Review on June 12, 2012, of the facility's policy "Pharmacist Intervention Guidelines," last reviewed March 2012, revealed "It is the policy of the CMC Pharmacy to intervene with the Physician's Orders that require clarification or otherwise are potentially problematic. Examples of orders which might require intervention include, but are not limited to, the following: 1. Confirm Order: Any order which is unusual or requires certifying any parameter of a drug order including name, strength, route,dose, or timing as it relates to a dosing parameter. Nurse, physician, or other caregiver may be contacted in this effort. ... 2. Duplicate therapy: Any order that is for the same or similar modality or at nearly the same parameters without a corresponding adjustment or discontinuance of the prior entity or modality."
Review of the medication reconciliation sheet revealed question marks and notations next to the Seroquel an "XR???", and a "yes" and "no" noted by the Xanax and Celexa.
Interview with EMP 3 on June 12, 2012 at approximately 10:30 AM stated it looked like there were some questions regarding these drugs, Seroquel, Xanax and Celexa. There were no clarifications noted on the physician orders sheet.
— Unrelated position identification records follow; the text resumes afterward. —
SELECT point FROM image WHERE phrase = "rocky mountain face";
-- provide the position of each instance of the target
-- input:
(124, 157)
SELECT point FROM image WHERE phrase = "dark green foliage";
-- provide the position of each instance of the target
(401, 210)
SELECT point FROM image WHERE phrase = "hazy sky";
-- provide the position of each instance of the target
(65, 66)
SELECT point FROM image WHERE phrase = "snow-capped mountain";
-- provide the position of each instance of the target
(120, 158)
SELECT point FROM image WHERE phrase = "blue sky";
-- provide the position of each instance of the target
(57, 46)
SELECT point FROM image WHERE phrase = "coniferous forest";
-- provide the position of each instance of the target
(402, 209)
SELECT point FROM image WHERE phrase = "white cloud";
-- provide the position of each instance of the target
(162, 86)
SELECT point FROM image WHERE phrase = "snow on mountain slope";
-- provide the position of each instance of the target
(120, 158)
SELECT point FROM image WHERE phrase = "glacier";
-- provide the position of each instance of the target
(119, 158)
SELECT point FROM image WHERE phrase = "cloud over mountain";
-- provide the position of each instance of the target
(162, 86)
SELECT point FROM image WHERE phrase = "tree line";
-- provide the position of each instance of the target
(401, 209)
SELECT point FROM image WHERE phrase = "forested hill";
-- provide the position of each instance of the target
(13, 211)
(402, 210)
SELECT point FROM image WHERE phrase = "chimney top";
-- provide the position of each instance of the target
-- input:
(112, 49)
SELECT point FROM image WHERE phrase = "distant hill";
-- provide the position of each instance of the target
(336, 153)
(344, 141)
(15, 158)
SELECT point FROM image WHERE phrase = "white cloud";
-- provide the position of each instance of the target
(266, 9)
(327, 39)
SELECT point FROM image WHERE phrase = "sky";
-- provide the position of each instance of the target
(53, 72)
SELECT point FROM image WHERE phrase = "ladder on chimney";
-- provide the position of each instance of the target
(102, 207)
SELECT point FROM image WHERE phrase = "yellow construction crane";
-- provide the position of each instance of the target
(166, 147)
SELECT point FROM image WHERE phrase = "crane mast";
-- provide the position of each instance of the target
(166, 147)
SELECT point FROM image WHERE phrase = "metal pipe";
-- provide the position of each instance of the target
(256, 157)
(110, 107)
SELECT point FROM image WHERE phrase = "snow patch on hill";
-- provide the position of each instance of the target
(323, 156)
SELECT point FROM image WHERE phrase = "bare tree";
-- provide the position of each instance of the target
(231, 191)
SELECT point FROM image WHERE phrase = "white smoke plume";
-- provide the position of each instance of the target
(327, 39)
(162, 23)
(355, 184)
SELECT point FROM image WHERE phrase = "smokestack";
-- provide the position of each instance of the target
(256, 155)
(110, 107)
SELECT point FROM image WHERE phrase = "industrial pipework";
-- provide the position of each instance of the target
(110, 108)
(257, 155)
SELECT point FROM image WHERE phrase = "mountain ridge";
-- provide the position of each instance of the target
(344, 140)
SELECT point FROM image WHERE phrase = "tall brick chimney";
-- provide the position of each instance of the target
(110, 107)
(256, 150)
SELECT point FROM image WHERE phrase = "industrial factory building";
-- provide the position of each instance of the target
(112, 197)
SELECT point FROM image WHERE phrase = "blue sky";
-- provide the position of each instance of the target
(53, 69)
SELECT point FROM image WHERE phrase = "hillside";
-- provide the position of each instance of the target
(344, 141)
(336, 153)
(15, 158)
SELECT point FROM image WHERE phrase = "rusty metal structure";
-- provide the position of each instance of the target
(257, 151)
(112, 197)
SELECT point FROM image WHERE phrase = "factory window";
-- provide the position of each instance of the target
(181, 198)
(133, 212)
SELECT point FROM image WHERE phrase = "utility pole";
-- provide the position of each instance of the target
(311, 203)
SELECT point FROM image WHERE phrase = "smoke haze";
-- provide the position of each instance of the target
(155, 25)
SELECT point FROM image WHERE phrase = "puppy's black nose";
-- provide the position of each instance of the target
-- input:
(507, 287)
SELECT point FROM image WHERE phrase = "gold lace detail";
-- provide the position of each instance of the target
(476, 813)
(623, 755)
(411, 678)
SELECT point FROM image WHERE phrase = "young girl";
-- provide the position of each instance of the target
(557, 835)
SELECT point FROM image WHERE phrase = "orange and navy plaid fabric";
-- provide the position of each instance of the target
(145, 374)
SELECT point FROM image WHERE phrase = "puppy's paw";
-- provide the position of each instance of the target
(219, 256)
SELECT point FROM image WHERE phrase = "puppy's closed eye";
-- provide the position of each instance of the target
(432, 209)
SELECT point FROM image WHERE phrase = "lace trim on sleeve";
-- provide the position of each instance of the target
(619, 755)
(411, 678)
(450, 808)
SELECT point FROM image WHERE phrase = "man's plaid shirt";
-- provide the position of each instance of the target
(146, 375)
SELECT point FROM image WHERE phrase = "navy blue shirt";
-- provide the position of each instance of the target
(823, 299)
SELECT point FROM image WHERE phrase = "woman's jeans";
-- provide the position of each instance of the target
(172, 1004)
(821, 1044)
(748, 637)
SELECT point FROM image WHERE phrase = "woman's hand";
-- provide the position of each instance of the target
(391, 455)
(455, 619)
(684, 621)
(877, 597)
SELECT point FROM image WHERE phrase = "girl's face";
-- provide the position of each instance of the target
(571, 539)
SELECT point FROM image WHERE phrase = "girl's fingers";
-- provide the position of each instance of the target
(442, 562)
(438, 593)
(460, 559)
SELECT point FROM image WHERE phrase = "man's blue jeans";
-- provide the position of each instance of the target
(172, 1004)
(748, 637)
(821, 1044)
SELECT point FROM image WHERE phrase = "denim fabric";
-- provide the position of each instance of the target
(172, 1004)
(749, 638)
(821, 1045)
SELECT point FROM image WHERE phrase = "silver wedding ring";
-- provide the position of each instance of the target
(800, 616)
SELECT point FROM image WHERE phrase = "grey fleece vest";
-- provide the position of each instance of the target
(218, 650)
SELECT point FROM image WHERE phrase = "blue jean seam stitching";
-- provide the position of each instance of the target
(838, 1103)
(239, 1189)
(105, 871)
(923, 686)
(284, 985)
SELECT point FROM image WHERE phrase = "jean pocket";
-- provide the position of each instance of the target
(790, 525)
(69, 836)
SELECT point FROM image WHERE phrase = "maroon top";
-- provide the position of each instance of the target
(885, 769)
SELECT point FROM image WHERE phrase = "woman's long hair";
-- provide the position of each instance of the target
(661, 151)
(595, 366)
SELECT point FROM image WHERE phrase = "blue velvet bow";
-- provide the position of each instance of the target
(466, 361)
Review of the pharmacy override log for MR1 revealed a total of 78 overrides for MR1 from June 3, 2012, thru June 7, 2012. The overrides were generated by the computer program and were regarding duplication of drugs, dose alerts for medications nearing or exceeding maximum dose, warnings about caution when using certain drugs in the geriatric population, and possible additive side effects when using drugs in combination. There was no indication or documentation these alerts were addressed by the pharmacy staff. Of the 78 overrides, in MR1, 11 warned of a possible severe reaction, for example "Drug interaction(s) - Clozapine 100 mg. tablet Adverse reaction of Alprazolam 1 mg Tablet Severity: Severe Interaction" (there was a possible drug interaction when administering Clozapine 100 mg. tablet and Alprazolam 1 mg. tablet. The severity was a severe interaction).
Interview with EMP 3 on June 12, 2012, at approximately 10:30 AM confirmed the alerts for MR1 were not clarified. EMP3 confirmed the facility policy for clarification of physician orders was not followed. EMP3 further stated "It is not unusual for patients with psychiatric diagnoses to be on many medications in high doses." Further interview with EMP3 confirmed the policy for Pharmacy interventions was not followed.